Figure 4.

RalBP1 promotes phosphorylation of Drp1. A Immunoblot analysis of S616 phosphorylated (p-S616-Drp1), Drp1, RalA, RalBP1 and actin levels in HeLa cells expressing a scramble control, RalA shRNA or RalBP1 shRNA. Graph represents mean p-S616-Drp1 signal intensity measured by imageJ from 3 experiments +/− SD (** p = 0.008). B Extracts isolated from HeLa cells, either unsynchronized (U) or synchronized in mitosis (M) using double thymidine block were either analyzed by immunoblot for levels of RalA, Drp1, cyclin B or S616 phosphorylated Drp1, or subjected to immunoprecipitation (IP) with either no antibody or antibodies against cyclin B or RalBP1, followed by incubation with GST-Drp1 and γ³²P-ATP, and resolved on an acrylamide gel. ³²P-labeled GST-Drp1 was visualized by phosphorimager while total GST-Drp1 was visualized by coomassie brilliant blue staining. Graphs represent mean ³²P-GST-Drp1 signal intensity measured by imageJ from 3 experiments +/− SD (* p = 0.028 for Cyclin B, 0.027 for RalBP1).
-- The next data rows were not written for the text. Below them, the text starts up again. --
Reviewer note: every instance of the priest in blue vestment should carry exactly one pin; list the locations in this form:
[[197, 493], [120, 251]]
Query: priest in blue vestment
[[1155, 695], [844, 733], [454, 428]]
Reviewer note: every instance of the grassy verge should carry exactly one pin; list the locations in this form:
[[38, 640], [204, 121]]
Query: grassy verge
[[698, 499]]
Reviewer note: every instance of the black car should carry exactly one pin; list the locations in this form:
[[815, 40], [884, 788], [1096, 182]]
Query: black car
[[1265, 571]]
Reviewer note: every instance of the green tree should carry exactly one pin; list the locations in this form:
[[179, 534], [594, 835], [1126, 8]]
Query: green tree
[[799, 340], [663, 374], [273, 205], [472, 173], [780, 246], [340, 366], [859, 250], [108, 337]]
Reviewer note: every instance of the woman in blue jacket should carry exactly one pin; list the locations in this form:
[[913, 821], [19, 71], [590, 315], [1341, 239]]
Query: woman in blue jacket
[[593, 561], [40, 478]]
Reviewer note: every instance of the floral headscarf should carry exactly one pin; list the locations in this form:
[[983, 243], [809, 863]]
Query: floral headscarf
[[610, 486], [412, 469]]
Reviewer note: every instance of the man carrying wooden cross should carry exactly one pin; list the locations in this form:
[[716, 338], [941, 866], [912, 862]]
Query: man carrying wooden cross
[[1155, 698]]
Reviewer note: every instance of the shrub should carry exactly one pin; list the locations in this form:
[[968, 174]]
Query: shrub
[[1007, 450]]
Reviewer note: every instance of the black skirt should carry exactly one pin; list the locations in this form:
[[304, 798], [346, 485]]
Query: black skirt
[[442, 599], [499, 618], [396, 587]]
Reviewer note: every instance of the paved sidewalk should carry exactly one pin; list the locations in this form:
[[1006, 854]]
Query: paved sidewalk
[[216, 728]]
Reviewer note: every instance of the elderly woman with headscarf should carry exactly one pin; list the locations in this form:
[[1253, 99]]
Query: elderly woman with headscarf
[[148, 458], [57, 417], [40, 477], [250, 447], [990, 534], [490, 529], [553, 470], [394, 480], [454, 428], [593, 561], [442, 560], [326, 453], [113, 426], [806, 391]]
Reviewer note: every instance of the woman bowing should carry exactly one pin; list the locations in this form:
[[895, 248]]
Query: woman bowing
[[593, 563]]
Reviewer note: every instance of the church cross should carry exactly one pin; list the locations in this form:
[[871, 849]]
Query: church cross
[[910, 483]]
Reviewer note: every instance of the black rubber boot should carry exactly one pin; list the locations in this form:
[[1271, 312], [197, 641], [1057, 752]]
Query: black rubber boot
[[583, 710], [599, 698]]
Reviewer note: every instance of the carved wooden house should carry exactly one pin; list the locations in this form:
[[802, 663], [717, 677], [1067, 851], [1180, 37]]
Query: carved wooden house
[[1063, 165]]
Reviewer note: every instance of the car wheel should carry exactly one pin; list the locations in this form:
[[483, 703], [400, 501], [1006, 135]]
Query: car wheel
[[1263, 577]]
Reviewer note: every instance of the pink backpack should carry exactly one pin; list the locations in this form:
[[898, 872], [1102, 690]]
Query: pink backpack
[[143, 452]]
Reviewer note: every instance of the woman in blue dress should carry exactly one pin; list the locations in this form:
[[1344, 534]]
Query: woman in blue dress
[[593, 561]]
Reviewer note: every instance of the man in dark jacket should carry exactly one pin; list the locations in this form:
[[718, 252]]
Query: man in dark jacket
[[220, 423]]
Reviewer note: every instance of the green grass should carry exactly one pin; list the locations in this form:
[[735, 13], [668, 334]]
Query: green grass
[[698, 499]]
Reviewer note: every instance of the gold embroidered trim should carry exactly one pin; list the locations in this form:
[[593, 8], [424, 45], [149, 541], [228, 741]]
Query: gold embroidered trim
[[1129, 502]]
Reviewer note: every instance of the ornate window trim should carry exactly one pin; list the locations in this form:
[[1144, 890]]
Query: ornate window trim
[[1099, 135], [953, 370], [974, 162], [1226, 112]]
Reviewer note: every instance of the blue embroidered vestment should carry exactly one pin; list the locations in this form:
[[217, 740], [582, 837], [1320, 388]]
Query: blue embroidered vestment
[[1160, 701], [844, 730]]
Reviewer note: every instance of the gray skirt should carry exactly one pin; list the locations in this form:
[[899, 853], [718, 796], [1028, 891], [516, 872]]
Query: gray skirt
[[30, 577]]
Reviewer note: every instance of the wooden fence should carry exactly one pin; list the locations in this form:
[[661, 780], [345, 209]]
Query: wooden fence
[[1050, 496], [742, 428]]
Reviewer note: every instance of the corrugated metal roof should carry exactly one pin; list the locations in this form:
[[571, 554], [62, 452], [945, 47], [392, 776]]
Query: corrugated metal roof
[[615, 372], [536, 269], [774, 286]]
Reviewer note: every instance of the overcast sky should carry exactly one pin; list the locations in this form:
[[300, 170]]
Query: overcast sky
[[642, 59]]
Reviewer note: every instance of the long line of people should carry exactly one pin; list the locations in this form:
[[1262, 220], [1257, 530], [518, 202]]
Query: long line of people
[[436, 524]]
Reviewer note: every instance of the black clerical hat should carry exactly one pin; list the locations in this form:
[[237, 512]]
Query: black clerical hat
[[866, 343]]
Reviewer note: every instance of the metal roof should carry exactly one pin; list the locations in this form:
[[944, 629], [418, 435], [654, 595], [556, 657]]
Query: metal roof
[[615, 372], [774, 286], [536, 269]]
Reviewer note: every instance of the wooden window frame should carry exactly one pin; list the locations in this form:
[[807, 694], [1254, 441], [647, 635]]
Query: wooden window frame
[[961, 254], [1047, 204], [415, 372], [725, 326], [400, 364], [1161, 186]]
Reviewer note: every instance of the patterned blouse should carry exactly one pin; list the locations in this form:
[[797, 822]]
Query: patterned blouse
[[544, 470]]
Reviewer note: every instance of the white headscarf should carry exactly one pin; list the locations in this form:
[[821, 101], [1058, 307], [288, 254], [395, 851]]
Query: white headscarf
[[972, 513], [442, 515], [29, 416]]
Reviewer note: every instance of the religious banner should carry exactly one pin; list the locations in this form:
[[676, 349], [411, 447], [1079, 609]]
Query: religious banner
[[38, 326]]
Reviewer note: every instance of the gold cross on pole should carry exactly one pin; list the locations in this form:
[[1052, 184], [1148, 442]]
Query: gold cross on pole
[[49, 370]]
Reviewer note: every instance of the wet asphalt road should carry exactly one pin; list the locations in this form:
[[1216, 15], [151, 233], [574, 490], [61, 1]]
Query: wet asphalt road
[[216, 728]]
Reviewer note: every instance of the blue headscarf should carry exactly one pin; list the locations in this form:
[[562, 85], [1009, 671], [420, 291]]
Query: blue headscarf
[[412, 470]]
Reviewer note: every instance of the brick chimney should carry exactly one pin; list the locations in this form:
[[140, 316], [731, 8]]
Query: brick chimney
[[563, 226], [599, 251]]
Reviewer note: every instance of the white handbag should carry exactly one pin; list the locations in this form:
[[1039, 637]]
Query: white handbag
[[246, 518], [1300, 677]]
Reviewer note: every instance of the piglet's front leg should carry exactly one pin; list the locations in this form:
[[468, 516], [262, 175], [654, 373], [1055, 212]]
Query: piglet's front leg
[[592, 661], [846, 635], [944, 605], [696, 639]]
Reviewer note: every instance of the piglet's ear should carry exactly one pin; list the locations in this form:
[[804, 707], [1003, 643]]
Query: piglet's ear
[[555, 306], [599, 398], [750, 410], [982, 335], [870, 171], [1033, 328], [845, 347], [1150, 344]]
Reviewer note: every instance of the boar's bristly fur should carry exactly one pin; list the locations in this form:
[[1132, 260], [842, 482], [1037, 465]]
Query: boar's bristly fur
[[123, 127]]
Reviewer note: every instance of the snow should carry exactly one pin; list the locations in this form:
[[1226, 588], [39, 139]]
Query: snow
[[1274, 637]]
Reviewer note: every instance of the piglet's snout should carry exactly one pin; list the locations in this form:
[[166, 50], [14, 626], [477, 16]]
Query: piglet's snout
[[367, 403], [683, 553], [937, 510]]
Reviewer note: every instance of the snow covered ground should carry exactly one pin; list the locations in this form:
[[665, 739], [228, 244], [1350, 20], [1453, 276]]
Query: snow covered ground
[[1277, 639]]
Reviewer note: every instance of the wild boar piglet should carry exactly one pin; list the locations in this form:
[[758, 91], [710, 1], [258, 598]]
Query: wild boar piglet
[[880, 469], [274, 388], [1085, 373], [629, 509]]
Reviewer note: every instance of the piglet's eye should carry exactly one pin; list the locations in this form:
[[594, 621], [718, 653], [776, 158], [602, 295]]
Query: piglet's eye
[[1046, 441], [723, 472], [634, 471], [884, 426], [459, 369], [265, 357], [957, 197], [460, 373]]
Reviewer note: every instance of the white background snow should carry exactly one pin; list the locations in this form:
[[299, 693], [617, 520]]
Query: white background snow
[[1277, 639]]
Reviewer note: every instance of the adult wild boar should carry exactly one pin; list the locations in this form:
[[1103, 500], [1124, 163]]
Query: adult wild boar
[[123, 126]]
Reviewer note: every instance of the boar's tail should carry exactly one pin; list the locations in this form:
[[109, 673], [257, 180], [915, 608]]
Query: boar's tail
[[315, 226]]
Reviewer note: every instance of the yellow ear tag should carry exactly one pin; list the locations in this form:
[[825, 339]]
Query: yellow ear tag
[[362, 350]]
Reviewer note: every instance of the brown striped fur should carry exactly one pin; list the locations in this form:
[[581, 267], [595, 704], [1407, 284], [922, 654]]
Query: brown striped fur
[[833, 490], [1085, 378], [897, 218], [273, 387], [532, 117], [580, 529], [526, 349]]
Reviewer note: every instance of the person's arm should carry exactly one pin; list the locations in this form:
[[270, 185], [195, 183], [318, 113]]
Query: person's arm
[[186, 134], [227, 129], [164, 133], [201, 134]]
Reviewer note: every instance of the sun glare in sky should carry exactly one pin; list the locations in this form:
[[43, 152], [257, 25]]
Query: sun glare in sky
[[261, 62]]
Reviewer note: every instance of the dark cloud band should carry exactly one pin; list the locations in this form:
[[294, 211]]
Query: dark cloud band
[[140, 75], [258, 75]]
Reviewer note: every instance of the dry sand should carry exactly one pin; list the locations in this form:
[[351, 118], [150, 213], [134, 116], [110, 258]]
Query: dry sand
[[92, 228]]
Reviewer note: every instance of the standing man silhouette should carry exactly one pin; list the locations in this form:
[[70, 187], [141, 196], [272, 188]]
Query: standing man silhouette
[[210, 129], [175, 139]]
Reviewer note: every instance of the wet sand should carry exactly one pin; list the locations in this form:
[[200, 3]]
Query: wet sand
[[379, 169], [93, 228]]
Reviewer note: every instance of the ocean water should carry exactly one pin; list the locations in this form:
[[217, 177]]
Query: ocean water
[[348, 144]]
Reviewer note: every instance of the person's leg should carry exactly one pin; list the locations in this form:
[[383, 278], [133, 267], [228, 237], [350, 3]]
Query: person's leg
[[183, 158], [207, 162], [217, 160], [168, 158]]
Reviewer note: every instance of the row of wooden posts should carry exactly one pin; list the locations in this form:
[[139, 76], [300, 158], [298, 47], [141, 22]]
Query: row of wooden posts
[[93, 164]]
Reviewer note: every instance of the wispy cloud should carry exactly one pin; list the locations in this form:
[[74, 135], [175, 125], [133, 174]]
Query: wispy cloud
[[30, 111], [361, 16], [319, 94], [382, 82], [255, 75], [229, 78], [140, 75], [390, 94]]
C 200ng GST-Drp1 and 25ng GST-Cyclin B/Cdk1 were incubated with increasing amounts of either GST-RalBP1 or GST (0, 125, 250, 500, 1000ng) in addition to either ATP or γ³²P-ATP. Reactions were resolved by SDS-PAGE and either subjected to immunoblot for Drp1, RalBP1 and S585 phosphorylated Drp1 (cold kinase assay) or visualized by phosphorimager (hot kinase assay). GST, GST-Drp1 and GST-RalBP1 were visualized by coomassie brilliant blue staining (CBB). Graph represents mean p-S616-Drp1 signal intensity measured by imageJ from 3 experiments +/− SD (* p = 0.020, 0.028 ** p = 0.009). D Immunoblot analysis of RalA, RalBP1, Drp1 and Cyclin B levels in crude mitochondrial fractions (mito) and whole cell extracts (WCE) isolated from HeLa cells synchronized in mitosis (M) using double thymidine block, treated with DSP, and subjected to immunoprecipitation with and anti-RalA antibody.